Dissident Vietnam blogger 'Mother Mushroom' released, on way to US

'Mother Mushroom' has arrived in the US after being freed from prison in Vietnam

A dissident Vietnamese blogger known by the pen name 'Mother Mushroom' was on her way to the United States Wednesday after being released from prison where she was serving 10 years for anti-state propaganda, multiple sources told AFP. Nguyen Ngoc Nhu Quynh was freed from jail Wednesday and put on a flight en route to the US to join her children and mother, a US embassy source, friends, and a Vietnam official told AFP. "Quynh was sent to the US earlier today," a Vietnamese government official confirmed to AFP, speaking on condition of anonymity. Family friend Nguyen Lai said on Facebook "congratulations" to Quynh, adding she would soon be in a "free country". Quynh, one of Vietnam's most well-known activists whose recognisable pen name "Me Nam" comes from her daughter's nickname "mushroom", was jailed in June 2017 in a case that drew ire from the United States, the European Union and the United Nations. She is an outspoken critic of Vietnam's one-party state and gained notoriety with her writing about the environment, politics and deaths in police custody -- a no-go topic in communist Vietnam.
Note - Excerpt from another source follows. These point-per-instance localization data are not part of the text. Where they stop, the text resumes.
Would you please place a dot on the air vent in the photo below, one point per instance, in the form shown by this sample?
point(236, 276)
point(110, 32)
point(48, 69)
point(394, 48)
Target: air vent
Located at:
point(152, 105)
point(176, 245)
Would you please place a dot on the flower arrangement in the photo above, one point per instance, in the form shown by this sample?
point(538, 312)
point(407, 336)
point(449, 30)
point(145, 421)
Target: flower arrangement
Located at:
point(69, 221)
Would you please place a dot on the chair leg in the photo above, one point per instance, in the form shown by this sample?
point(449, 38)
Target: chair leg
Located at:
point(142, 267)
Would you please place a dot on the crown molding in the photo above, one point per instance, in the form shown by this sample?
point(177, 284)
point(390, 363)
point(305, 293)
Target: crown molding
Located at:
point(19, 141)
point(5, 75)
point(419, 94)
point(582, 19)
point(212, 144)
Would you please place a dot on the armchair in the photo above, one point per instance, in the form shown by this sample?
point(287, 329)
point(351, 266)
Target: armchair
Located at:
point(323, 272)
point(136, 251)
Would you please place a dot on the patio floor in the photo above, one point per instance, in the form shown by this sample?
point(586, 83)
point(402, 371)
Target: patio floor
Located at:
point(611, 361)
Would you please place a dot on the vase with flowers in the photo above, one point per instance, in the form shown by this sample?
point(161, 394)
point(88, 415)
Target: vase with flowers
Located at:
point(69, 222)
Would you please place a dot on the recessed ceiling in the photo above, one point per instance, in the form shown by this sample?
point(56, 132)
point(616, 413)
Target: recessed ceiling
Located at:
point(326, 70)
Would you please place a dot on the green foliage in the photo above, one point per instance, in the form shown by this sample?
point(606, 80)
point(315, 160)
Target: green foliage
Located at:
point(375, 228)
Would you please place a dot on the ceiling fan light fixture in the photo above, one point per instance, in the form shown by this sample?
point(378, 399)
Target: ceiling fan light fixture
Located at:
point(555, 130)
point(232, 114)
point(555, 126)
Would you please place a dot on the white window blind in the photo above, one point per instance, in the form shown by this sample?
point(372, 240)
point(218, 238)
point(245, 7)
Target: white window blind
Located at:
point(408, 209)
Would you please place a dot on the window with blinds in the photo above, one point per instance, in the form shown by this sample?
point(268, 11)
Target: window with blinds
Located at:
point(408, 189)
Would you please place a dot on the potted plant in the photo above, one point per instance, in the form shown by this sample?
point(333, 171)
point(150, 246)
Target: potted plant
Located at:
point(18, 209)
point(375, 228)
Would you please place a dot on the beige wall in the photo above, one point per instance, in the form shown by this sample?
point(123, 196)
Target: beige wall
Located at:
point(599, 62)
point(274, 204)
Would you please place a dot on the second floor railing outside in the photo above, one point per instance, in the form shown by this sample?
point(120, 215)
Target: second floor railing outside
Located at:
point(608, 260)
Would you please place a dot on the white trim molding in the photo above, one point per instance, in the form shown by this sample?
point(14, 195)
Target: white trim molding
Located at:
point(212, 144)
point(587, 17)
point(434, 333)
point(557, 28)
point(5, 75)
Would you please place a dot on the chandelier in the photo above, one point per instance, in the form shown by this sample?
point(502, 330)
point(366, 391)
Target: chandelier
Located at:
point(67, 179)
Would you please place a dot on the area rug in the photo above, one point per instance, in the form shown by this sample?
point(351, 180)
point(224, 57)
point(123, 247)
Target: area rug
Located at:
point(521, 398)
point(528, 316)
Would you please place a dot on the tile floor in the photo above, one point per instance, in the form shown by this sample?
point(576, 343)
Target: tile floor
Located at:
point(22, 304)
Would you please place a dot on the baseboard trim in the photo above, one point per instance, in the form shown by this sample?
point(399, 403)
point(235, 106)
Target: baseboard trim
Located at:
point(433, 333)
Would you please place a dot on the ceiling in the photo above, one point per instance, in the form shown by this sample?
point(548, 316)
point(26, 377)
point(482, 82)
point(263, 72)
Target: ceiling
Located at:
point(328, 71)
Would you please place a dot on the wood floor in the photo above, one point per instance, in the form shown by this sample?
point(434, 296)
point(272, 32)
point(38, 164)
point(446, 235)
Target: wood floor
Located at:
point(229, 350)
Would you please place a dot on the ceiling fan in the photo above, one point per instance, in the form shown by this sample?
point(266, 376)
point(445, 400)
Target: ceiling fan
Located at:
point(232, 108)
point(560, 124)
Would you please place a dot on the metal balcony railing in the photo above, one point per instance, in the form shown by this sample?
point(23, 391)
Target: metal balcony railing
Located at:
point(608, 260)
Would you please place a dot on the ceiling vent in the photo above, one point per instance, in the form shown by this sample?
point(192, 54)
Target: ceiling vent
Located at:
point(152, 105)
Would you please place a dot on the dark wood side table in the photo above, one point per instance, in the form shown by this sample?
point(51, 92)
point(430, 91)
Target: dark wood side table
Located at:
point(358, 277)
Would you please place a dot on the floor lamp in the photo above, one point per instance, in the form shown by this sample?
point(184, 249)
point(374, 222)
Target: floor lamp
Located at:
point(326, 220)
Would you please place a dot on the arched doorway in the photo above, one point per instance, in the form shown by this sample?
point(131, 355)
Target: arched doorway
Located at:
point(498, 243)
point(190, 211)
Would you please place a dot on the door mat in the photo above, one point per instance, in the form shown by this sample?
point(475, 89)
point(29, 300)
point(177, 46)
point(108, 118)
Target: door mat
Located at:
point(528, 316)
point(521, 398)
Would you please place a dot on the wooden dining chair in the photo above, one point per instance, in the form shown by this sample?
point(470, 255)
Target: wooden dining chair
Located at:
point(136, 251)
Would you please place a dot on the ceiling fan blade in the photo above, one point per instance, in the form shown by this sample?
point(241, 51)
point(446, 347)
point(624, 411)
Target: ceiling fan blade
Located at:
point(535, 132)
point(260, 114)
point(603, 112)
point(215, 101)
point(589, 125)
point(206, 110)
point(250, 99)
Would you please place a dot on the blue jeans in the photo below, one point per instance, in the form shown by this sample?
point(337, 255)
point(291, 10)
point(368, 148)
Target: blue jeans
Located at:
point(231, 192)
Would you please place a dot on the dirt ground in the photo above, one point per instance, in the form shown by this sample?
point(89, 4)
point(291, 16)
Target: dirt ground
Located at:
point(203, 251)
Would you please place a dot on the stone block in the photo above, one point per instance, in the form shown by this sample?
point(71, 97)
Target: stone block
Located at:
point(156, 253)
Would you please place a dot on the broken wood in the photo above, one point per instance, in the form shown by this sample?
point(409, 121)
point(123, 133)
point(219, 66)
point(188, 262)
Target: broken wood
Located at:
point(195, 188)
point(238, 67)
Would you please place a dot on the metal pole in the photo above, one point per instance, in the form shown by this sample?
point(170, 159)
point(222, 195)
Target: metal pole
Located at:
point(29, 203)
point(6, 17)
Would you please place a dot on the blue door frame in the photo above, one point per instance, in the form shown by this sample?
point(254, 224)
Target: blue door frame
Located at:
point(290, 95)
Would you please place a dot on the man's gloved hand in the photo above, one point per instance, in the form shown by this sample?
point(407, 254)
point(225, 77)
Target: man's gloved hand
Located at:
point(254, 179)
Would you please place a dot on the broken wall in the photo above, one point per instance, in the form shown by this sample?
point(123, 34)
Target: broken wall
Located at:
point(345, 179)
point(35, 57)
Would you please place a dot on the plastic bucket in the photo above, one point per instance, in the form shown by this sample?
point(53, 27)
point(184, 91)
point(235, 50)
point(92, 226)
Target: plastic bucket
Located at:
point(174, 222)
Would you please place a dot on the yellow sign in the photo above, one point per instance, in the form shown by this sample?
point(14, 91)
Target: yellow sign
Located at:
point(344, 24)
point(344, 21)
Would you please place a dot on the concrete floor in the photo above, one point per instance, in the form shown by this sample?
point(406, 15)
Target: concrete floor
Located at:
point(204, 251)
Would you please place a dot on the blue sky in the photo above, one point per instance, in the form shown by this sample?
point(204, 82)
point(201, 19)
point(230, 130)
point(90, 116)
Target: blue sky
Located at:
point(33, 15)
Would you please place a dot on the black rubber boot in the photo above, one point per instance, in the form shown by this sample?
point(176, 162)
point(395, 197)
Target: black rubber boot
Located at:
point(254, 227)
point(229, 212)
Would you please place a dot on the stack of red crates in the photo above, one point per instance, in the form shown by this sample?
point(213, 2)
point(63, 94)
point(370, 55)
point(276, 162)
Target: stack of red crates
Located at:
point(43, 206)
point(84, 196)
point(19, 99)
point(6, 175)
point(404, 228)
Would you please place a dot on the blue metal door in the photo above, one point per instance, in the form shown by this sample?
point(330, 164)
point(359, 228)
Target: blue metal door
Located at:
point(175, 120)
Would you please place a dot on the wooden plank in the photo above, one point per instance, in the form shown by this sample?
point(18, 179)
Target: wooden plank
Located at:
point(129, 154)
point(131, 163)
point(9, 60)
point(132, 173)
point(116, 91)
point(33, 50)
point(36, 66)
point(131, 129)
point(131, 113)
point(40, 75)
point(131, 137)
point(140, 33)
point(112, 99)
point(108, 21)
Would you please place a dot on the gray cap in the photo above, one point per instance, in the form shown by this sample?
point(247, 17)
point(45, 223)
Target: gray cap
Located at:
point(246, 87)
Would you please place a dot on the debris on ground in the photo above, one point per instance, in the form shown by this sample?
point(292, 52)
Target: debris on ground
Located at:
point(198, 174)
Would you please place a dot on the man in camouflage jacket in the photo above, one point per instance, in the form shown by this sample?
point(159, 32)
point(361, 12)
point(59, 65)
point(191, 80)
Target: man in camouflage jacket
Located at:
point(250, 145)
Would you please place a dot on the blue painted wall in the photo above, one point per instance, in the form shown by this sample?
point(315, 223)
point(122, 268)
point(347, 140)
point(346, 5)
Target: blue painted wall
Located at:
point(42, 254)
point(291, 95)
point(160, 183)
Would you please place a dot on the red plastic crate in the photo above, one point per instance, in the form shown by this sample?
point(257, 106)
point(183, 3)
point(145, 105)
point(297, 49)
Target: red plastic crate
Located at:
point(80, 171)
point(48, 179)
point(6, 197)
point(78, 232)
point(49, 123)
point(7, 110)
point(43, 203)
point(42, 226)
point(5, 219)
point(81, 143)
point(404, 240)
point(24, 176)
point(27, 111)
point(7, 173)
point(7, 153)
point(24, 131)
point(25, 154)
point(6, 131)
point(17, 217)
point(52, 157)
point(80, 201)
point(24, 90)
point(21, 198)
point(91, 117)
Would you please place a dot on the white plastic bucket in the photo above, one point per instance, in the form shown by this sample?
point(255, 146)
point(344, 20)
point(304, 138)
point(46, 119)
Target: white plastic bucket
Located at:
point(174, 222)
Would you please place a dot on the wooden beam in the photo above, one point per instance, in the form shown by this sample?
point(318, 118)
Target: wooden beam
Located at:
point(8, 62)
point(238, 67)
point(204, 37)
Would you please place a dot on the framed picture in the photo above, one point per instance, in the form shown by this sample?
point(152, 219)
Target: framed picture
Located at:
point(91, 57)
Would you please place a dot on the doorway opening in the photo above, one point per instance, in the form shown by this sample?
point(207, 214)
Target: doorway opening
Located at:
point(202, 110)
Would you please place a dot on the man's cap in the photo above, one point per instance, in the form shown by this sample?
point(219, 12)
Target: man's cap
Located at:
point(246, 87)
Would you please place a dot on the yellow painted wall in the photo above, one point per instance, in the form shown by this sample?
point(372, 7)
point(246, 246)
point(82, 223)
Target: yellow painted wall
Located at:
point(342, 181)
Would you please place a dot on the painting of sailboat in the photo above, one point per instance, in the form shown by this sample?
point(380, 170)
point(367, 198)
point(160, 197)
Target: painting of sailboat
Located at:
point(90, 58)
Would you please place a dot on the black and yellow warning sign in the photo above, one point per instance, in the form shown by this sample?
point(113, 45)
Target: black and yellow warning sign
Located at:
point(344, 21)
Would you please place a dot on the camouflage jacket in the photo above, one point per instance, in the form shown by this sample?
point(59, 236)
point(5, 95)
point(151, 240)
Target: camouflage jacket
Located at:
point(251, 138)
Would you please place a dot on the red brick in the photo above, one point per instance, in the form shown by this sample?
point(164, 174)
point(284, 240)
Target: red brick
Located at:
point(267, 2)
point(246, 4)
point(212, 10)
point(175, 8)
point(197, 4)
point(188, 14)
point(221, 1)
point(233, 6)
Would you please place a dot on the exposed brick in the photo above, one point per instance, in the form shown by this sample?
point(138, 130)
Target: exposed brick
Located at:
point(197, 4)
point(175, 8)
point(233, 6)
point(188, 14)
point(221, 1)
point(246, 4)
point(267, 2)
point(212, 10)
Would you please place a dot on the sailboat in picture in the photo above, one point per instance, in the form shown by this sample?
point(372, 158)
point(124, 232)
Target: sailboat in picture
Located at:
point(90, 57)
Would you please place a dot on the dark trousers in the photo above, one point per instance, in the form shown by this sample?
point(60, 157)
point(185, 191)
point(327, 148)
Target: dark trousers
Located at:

Quynh became a cause celebre and received an International Woman of Courage Award in 2017, presented to her in absentia by US First Lady Melania Trump. She was arrested in October 2016 after visiting a fellow activist in prison and even from jail she remained steadfast in her opposition to the communist government. Her family told AFP she held several hunger strikes in jail, most recently in July when she stopped eating for two weeks, according to the 88 Project, a political prisoner watchdog. Earlier this year she was moved from a jail in her home province of Khanh Hoa to a prison hundreds of kilometres away, a move her relatives objected to because it made it harder to visit her. Officials did not give an official reason for relocating her. Quynh's daughter also wrote an emotional letter addressed to Melania Trump. Washington has developed strong ties with Vietnam to counterbalance a rising China and has come under fire for putting issues of free expression and human rights on the backburner, especially in Vietnam. But Quynh's release came as US Defence Secretary Jim Mattis visited the country for the second time this year, fuelling speculation of a goodwill gesture from Vietnam's leadership.